Pagina:KapitaalEnArbeidinNederlandDeel1HRH2ndEd.djvu/20

Uit Wikisource
Deze pagina is proefgelezen

16

De oranje-partij bestond natuurlijk eerstens uit allen die van den prins als militair bevelhebber afhankelijk waren; uit de leden der Ridderschappen—behalve enkele tot de demokratie overgegane personen—de rechtzinnige predikanten der Staatskerk; en uit vele tegenstanders van de staatkunde van Amsterdam in den Engelschen oorlog.

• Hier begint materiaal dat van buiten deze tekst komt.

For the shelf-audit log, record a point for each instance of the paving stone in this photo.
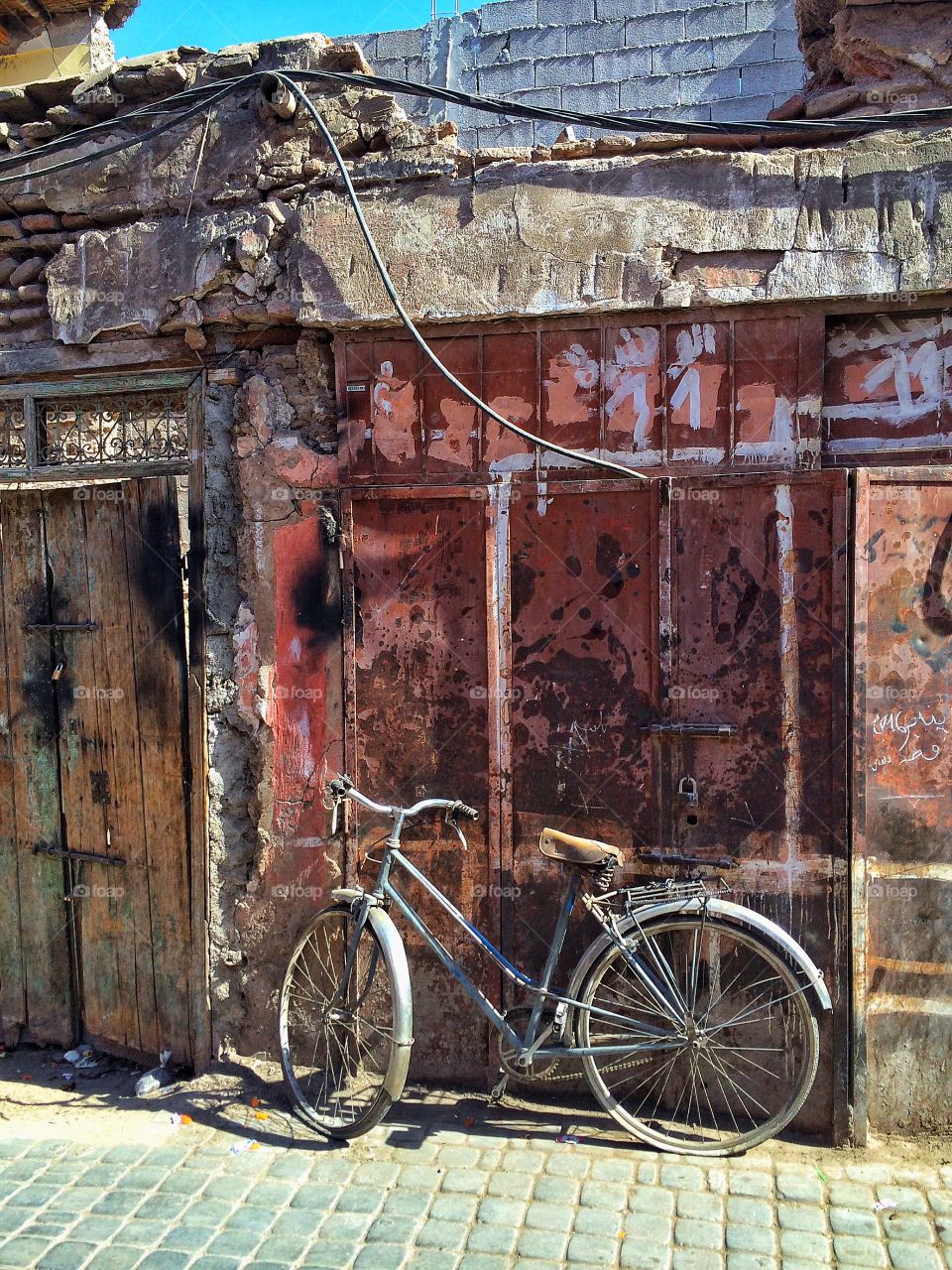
(912, 1256)
(853, 1251)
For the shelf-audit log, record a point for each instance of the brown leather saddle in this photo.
(579, 852)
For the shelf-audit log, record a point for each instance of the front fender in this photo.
(737, 915)
(395, 956)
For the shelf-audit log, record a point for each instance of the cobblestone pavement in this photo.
(449, 1184)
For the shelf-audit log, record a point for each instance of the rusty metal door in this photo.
(419, 725)
(902, 808)
(95, 938)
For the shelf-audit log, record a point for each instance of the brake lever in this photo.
(457, 830)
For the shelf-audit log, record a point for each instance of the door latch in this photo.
(687, 789)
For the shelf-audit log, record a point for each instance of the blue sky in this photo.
(159, 24)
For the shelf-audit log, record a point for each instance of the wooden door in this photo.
(94, 843)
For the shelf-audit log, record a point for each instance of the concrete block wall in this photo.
(674, 59)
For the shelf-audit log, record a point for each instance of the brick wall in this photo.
(676, 59)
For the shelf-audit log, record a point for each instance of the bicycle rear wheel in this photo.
(737, 1067)
(339, 1047)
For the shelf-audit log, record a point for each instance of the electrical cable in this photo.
(197, 99)
(546, 445)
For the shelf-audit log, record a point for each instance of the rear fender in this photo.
(737, 915)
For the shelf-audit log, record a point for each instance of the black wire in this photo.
(408, 320)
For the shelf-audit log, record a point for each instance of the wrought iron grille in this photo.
(112, 430)
(13, 435)
(72, 426)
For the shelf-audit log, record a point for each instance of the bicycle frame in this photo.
(531, 1044)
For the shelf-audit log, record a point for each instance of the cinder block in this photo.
(742, 108)
(508, 135)
(651, 94)
(708, 86)
(719, 19)
(624, 8)
(771, 16)
(594, 98)
(400, 44)
(537, 42)
(562, 13)
(770, 77)
(507, 14)
(624, 64)
(658, 30)
(785, 46)
(595, 37)
(547, 96)
(754, 46)
(693, 55)
(563, 71)
(506, 77)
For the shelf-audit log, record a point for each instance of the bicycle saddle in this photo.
(583, 852)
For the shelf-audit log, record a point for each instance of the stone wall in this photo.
(722, 60)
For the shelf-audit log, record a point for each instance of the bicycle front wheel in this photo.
(339, 1048)
(737, 1062)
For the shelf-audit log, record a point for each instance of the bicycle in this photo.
(694, 1017)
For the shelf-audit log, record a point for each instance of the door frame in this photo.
(35, 477)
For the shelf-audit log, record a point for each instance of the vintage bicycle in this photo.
(694, 1019)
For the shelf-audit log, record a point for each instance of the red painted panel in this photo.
(766, 388)
(698, 391)
(584, 638)
(889, 385)
(452, 423)
(634, 390)
(421, 703)
(570, 366)
(511, 386)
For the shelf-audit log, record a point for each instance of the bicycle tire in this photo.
(335, 1093)
(712, 1128)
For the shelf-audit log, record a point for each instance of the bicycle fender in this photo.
(395, 953)
(735, 913)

Sedert 1780 begonnen de patriotten openlijk door de pers, nl. door een regen van blaadjes, vlugschriften en brochures de volksklasse in hun geest te bewerken. Het gelukte hun, de stadhouderlijke macht te knotten, den Hertog van Brunswijk, de ziel der stadhouderlijke partij, naar den Bosch, en den prins, van de meesten zijner ambten ontzet, naar Nijmegen te drijven. Hiermee waren de aristokratische patriotten (de regenten), die het te doen was geweest om zelf weer de macht in handen te krijgen, voldaan. Maar de demokraten, nl. de burgerij, hadden nog niets gewonnen van wat zij begeerden: invloed op de regeering, en zetten de beweging voort. De korten tijd dreigende oorlog met Oostenrijk gaf hun bij den treurigen toestand van het leger welkome aanleiding zich te wapenen. Zij richtten overal vrijkorpsen op, tot groote schrik der aristokratische patriotten, die, ernstig bezorgd over de wassende macht en stoutmoedigheid der patriottische demokraten, weldra zinden op een schikking met den prins. Maar zij konden de beweging, die zij zelf hadden helpen opwekken, niet meer bezweren, en waren genoodzaakt haar over hun hoofd te laten gaan, tot de bekende gebeurtenissen van '87 de komst der Pruissen ten gevolge hadden—niet tot leedwezen der gematigden, als gewoonlijk, reaktie verre boven revolutie verkiezend.